Leżał w krzakach a przy nim skradziony rower
Ukradł rower, bo jak stwierdził, ktoś mu kazał. Dzięki zaangażowaniu ursynowskich funkcjonariuszy do policyjnego aresztu trafił 24-letni mężczyzna. Policjanci udowodnili podejrzanemu kradzież roweru. Mężczyzna usłyszał już zarzut karny. Przestępstwo kradzieży zagrożone jest karą do 5 lat pozbawienia wolności.
Policjanci z wydziału wywiadowczo – patrolowego ursynowskiej komendy otrzymali zgłoszenie o kradzieży roweru spod jednego ze sklepów przy ul. Cynamonowej. Po przybyciu na miejsce i rozmowie z pokrzywdzonym ustalili, że w miejscu, gdzie pozostawiony był rower, znajdują się kamery. Po wnikliwej analizie zapisu monitoringu, w oparciu o znajomość środowiska przestępczego policjanci wytypowali sprawcę.

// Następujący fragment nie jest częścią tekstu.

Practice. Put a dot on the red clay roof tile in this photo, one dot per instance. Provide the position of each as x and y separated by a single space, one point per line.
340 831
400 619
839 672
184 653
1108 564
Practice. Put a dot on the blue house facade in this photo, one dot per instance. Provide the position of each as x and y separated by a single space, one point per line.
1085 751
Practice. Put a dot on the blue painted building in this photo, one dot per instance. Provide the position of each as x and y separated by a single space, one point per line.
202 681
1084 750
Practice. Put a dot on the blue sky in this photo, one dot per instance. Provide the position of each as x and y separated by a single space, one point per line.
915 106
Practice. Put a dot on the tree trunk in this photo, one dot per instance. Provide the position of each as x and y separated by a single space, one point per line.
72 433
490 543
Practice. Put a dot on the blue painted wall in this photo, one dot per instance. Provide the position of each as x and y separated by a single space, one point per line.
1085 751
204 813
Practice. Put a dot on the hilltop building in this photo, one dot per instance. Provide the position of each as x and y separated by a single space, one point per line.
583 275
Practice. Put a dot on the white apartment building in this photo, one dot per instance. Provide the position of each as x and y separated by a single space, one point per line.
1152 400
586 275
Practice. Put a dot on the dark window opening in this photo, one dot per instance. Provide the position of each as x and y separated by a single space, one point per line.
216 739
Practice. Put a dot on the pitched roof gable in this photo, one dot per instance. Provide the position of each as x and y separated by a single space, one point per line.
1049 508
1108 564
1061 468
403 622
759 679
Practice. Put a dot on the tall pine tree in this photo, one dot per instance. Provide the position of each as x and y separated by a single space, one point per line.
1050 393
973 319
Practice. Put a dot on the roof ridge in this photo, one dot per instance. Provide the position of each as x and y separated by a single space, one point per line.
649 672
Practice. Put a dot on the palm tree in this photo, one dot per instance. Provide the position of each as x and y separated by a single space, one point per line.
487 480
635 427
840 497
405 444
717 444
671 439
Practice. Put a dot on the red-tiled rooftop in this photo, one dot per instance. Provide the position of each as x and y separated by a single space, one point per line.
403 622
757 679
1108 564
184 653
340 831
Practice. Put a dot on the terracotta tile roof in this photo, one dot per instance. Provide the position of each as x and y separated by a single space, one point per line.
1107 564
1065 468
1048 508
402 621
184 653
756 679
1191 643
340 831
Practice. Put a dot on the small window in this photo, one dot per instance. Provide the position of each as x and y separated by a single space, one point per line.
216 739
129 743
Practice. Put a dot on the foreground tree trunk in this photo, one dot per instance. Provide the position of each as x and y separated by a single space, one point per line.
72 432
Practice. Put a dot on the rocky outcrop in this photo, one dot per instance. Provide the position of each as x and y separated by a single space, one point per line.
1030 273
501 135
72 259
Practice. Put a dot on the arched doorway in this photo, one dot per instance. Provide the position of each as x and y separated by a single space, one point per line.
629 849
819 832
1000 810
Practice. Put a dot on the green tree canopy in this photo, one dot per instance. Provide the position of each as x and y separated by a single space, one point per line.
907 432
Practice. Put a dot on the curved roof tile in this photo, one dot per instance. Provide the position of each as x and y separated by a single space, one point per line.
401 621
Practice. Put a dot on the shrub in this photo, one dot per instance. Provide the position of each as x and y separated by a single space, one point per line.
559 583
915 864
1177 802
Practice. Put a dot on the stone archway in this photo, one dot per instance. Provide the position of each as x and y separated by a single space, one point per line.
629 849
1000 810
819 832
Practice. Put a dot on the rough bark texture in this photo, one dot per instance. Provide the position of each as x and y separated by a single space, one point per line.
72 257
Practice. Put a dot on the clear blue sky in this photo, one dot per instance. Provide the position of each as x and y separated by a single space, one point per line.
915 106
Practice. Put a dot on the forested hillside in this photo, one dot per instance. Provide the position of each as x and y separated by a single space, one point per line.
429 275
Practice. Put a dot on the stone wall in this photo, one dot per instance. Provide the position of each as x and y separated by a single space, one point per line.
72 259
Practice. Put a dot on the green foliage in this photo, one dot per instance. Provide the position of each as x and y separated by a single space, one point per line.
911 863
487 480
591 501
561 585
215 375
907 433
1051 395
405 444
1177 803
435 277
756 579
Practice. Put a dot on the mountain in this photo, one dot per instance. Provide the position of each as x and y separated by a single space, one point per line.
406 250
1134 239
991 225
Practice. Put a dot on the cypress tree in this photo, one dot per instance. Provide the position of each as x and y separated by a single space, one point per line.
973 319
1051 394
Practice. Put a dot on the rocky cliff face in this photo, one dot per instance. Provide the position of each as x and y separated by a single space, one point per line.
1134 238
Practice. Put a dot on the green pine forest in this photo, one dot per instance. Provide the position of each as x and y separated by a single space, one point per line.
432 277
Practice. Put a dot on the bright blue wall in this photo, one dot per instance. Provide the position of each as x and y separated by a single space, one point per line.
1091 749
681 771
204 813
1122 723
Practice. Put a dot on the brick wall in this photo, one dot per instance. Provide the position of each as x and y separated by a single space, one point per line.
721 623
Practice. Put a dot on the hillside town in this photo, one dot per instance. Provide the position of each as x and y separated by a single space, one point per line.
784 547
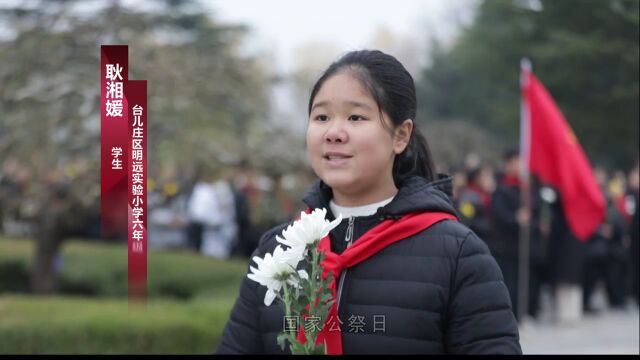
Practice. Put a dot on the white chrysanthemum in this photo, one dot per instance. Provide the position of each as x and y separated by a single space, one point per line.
274 270
306 231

Podjęty trop okazał się słuszny, jednak złodzieja nie było w jego miejscu zamieszkania. Funkcjonariusze nie dali za wygraną i postanowili sprawdzić pobliski teren. W trakcie penetracji zauważyli, że w krzakach na terenie zielonym leży mężczyzna, który odpowiada rysopisowi sprawcy. Uwagę zwracał też rower, który znajdował się przy nim. 24-latek przyznał, że zabrał rower, bo ktoś mu kazał, jednak nie wie kto.
Rower został zabezpieczony a mężczyzna zatrzymany i przewieziony do komisariatu przy ul. Janowskiego.
Za to przestępstwo grozi kara do 5 lat pozbawienia wolności. Postępowanie objęte nadzorem ursynowskiej prokuratury.